作家のW.フォークナーは故郷のことについて尋ねられた時、「愛してもいますし、憎んでもいます」と言った。あるいは故郷に対して、ambivalentな認識を持つ。誰しも一度は経験のあることだと思う。故郷に限らず、自分に対して肯定的な価値観を持って接してくるものを、手のひらいっぱいに広げて退けてしまう感情。逆にいえば、あらゆる物事に対して単一的な価値観でしか考えられない人のほうが珍しいと思う。大嫌いな上司でも、働いている手前ストレートに感情をぶつけることは完全にルールを逸脱している。よく役割コンフリクトなどと言われるように、会社でも家庭でも本当の自分を見せられない人が、世の中に多くなっていることは確かだ。もっと分かりやすい例を出すと、片思いの中学生の男子が好きな女子に反対の態度を示すというのも立派な両面価値を伴った行為だと思う。「ツンデレ」などという言葉が跋扈しているように、現代人は反対の態度を示そうとする。と同時に、どこかでそういう感情をまるまる受け入れてしまっている。
 田舎育ちのミュージシャンは都会で天下を取ると言って離れていく。しかしそれはただ離れていくのではない。故郷に錦を飾りたいという、どことも同居しがたい思いがくすぶっているに違いない。そんな純粋潔白に己だけの天下のためだけに動けるほど人間は器用ではない。嫌だと言いつつもだ。だから心の中でどれだけ反発しても、空中のどこかに押しやってやろうとしてもどうにもならないものなのだ。江戸時代の参勤交代も然り、人間は心の片隅で後先のことを考えて行動する何かがある。ということはこの世に無謀と言える行為など存在しない。
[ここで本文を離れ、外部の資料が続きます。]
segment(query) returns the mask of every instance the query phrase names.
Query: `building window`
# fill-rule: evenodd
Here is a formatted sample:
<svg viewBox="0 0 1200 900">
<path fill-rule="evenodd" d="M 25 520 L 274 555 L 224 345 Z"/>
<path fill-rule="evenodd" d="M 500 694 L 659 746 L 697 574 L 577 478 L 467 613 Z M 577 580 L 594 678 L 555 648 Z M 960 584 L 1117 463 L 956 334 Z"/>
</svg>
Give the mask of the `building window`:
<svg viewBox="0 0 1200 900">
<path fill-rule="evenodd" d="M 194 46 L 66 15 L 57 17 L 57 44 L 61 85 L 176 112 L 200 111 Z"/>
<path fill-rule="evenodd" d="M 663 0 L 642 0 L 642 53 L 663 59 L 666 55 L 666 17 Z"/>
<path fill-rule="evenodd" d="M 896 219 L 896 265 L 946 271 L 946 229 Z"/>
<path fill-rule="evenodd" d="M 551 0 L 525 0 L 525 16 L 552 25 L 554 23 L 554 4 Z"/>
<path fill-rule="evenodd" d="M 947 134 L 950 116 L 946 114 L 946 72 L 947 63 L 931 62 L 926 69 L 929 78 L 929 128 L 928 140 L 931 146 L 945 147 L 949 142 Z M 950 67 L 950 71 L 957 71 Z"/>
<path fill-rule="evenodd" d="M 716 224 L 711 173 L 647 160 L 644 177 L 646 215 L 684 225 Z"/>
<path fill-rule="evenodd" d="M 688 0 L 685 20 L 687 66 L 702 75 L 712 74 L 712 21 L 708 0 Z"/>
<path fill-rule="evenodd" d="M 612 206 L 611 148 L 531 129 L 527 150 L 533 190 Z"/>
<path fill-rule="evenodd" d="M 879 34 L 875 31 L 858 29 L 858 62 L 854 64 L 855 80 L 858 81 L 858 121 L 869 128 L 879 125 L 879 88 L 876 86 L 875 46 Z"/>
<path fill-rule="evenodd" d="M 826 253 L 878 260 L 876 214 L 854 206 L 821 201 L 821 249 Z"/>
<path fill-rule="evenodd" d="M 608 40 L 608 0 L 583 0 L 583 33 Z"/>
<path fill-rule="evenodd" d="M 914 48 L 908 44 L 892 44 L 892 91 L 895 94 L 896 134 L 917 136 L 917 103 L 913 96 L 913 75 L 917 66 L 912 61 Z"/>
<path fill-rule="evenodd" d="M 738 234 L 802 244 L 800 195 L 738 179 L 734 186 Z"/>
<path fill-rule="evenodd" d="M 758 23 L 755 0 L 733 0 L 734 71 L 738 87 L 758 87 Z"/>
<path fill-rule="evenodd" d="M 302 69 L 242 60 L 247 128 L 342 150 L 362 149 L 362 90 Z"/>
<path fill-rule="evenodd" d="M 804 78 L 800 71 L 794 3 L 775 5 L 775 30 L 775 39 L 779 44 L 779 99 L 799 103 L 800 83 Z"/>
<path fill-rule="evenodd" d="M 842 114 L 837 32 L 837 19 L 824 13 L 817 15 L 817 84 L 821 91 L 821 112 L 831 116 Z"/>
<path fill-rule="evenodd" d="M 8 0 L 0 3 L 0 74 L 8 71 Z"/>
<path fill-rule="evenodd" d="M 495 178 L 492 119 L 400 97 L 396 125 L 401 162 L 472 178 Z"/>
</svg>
 さて、今日は図書館で半日じっくり本を読んできた。アイルランドの近代史に関する本と、ダライラーマに関する本。いずれも英字新聞で初めてみたトピックで、内容理解のために必ずそうするようにしている。南北アイルランドブリテンの統治下に置かれ、IRAのやきもきした様子が、なんとなく幕末の日本に似ているなと感じた。ダライラーマの本は、新聞に新しい後継者の話があったため。チベット仏教のことは前に一度読んだ。チベットという国も、両面価値(文化的アイデンティティ?)に悩まされている。彼ら固有の文化や伝統と、漢民族の締め付け。しかし若者はジーンズをはいて、中国語を話す。
そうなくてはならないのだ。しかし、これは否定ではない。